Hello my fellow angry men. Today we will be learning Zen. Relax, I’m just kidding, nobody was ever learning Zen seriously. Even the Buddhist monks are experiencing some anger issues. It’s just about how you deal with it. So how does one become like the flower in the wind or a leaf in somewhere else or whatever those wise old guys are saying in all those ninja movies?
Remember all those irritating things that are making you burst out with righteous wrath on a daily basis? I mean those truly vicious and evil activities of somebody tapping their keyboard in a loud and selfish way, a broken pencil or, God save us, the office ran out of coffee for the longest fifteen minutes in your life, the minutes of pain and agony. Just imagine how easier it would be to just test without all those irritating distractions. And healthier by the way.
The University Of New South Wales is here to assist you in achieving the ultimate Zen. After a two week course of, no not treatment, relax, no doctor’s going to poke you with his needles and stuff, applying their theory you will be as calm and awesome as an actual ninja on a mission.
What is their research about? There were some participants that were asked (some of them forced with brutal strength and tight ropes as they were the Hulk-angry type) to commit their usual daily activities with their non-dominant hand as much as possible. Especially with activities that are potentially dangerous to the surrounding people like door slamming or writing angry comments in blogs (writing angry comments in blogs), etc. The results were that the mentioned people were solid calmness after a total of two weeks. Even when they were abused by others (on purpose, as a part of the experiment) all they did was giving the abusers a very cool lock and continued with their daily activities.
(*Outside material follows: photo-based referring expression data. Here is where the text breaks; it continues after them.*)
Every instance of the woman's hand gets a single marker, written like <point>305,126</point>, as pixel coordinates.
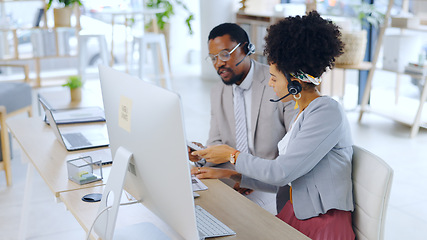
<point>208,172</point>
<point>215,154</point>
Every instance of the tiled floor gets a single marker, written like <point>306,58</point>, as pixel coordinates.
<point>406,216</point>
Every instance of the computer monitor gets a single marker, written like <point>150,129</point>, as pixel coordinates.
<point>145,125</point>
What does this research give us? Brain scans of really pissed off people are showing that the catch is not in the amount of anger one possess. It’s about limitations of self-control. That’s right, we may run out of it which is not good if you are not into being in jail for barking stuff and punching people with keyboards.
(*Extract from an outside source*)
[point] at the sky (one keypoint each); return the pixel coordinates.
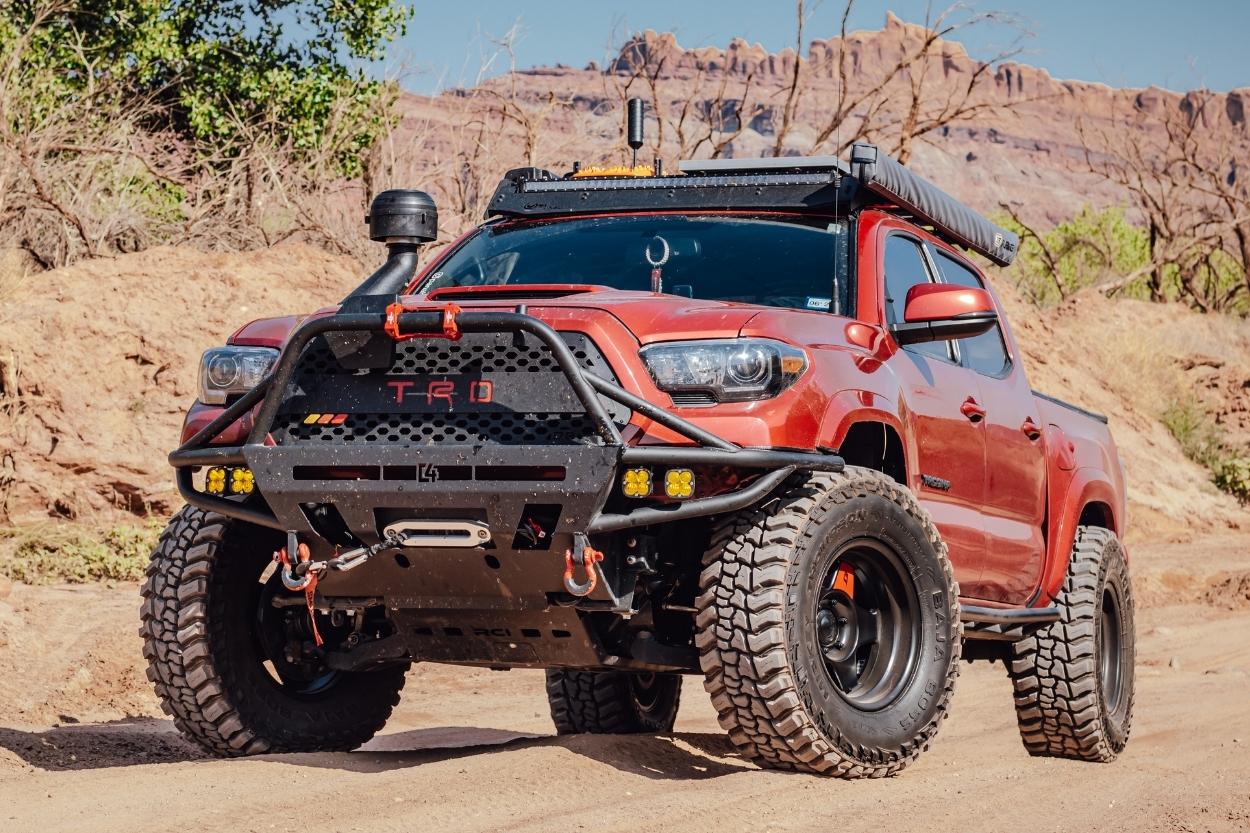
(1179, 45)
But since your brain’s involved it may be hacked. You will be experiencing as much micro frustrations with doing stuff via your ‘useless’ hand that your inner calmness will get all the training it takes to be as peaceful as a sea breeze on a sunny afternoon somewhere around Bermuda. Imagine all the android app testing or web app testing or whatever your job is testing you may accomplish without any irritation whatsoever?